How to support your child’s development
Research has shown that the lasting impact of the early childhood years can be felt into adulthood. The experiences gained during the first five years of life will have a huge impact on the development of the brain and overall health. For those with young children, the last year has been tough and you may be concerned about the effect it will have. But the good news is, young children learn from many things around them and you can help them with it while having fun.
What to do about temper tantrums
Firstly, let us reassure you that this is totally normal. While it can be difficult to deal with, children need to go through the various stages of emotional development, which includes the odd tantrum. Young children find it difficult to put words to emotions such as frustration, anger, embarrassment, guilt and shame, which can often overwhelm them causing a meltdown. However, toddlers are starting to understand how their behaviour affects those around them, which will enable them to eventually move past this stage.
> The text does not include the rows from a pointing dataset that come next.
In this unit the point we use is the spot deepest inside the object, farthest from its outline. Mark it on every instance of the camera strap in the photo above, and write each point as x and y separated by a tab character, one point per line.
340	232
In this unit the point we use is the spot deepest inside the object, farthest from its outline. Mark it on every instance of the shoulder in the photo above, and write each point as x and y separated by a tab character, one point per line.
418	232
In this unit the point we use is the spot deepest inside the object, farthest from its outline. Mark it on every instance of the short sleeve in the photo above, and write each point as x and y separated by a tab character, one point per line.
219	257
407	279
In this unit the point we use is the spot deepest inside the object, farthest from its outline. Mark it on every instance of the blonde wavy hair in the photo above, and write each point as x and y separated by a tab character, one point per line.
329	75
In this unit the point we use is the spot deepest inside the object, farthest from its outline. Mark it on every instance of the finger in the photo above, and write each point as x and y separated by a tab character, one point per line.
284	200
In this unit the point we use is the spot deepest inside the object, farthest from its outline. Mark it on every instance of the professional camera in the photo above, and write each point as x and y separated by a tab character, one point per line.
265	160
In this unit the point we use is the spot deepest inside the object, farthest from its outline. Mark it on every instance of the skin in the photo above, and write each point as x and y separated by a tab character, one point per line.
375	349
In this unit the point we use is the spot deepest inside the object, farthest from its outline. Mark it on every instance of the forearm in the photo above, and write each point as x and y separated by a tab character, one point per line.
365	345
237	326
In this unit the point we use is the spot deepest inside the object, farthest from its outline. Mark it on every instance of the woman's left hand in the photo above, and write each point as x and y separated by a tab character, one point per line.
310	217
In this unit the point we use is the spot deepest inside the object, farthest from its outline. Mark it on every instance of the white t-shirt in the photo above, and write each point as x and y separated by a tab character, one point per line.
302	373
Jiggy Wrigglers top tip: “There’s often no reasoning with young children so distraction is the best way of dealing with the issue. At Jiggy’s we will teach you so many songs and dances that can help with instant distraction.”
How to help your child to talk
Children start to put short sentences of about two or three words together by the age of around two. At the age of three, toddlers start to turn into conversationalists and understand more words and even how to take turns when speaking. But even before they utter a word, you can start to encourage them to talk by simply holding your baby close and looking at them as you talk. Babies love faces and will watch your different responses.
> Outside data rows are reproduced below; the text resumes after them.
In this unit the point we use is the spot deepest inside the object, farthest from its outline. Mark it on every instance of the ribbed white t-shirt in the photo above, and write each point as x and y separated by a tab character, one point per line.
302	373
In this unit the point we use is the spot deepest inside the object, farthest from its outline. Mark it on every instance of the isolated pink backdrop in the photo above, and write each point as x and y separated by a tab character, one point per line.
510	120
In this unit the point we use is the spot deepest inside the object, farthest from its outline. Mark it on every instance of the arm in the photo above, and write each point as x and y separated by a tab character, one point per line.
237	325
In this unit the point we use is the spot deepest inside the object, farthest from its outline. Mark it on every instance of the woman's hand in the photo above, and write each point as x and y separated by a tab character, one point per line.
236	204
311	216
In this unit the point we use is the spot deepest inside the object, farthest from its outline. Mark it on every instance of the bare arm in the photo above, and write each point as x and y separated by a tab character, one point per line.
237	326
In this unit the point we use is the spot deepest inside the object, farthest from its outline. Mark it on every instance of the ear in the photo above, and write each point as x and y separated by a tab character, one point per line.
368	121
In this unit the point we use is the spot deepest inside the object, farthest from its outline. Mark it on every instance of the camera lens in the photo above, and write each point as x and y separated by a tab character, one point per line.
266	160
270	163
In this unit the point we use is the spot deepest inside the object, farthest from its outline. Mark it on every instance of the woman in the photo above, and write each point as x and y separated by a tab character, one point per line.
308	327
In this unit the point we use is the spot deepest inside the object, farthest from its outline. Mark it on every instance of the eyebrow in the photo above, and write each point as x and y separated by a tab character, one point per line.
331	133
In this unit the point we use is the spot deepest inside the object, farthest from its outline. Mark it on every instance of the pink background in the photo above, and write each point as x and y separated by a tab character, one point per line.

Jiggy Wrigglers top tip: “Our singing sessions are wonderful for babies’ ears and will stimulate a love for language and music. Sing to your baby about your day, even if you feel a little silly at first. By joining in our classes, you will soon be doing it without any concerns.”
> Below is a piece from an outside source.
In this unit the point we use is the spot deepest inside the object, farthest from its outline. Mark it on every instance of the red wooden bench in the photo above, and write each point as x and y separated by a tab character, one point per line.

Toddlers are quick to understand concepts such as time and opposites. They will use their language skills to point out different body parts, colours for different objects and match shapes. Young children do not fear looking silly so they will solve problems by working them out, even if they fail a few times.
Jiggy Wrigglers top tip: “We encourage thinking in new and different ways through the various activities we do in class. One of the most successful ways of encouraging your child is not to intervene too quickly when they are trying to work something out. Give them the space and time to figure it out for themselves.”
How to help toddlers socialise
The lockdown has meant that many babies, young children and their families have been cut off from all the usual interactions. Following the rules on social distancing and meeting up has meant that children have missed out on important socialising time with others. While toddlers don’t necessarily have the conversation skills, they still like to see what other children are doing and can connect by showing each other things or sharing activities, so video calls are a good substitute.
Jiggy Wrigglers top tip: “Throughout the lockdowns, we have been running our sessions online and it has been amazing seeing the children connect virtually to us and to each other. The children have adapted so well to the virtual Jiggy’s studios and for the families, it has given them a chance to really enjoy watching their children have fun, without having to be constantly thinking of activities themselves. That connection with other parents going through the same thing has also been a huge support for many.”
How to help with everyday skills
As babies grow into toddlers, they will become keener to do more things for themselves. This can include anything from washing their own hands, feeding themselves and having strong opinions about what to wear. You may find that they want to start copying what you do and will feel very proud of themselves for completing tasks.
Jiggy Wrigglers top tip: “We really believe that building children’s confidence is the key to help them develop everyday skills. In our activities, we make sure that each and every child can feel like they are achieving whilst having fun. This will give them the self-belief to continue to try new things and start to develop resilience for when things don’t go to plan.”
Expert tips to support your child’s development
- Talk, smile and read to your baby.
- Play peek a boo and get siblings involved.
- Introduce the element of choice.
- Keep lots of paper and pencils handy for drawing.
- Set simple but consistent rules.
- Give your child time to work things out for themselves.
- Celebrate success.
- Give your child responsibilities.
- Involve your child in everyday conversations.
- Get involved in make believe play.
- Encourage independent play.
- Give them small household tasks to do.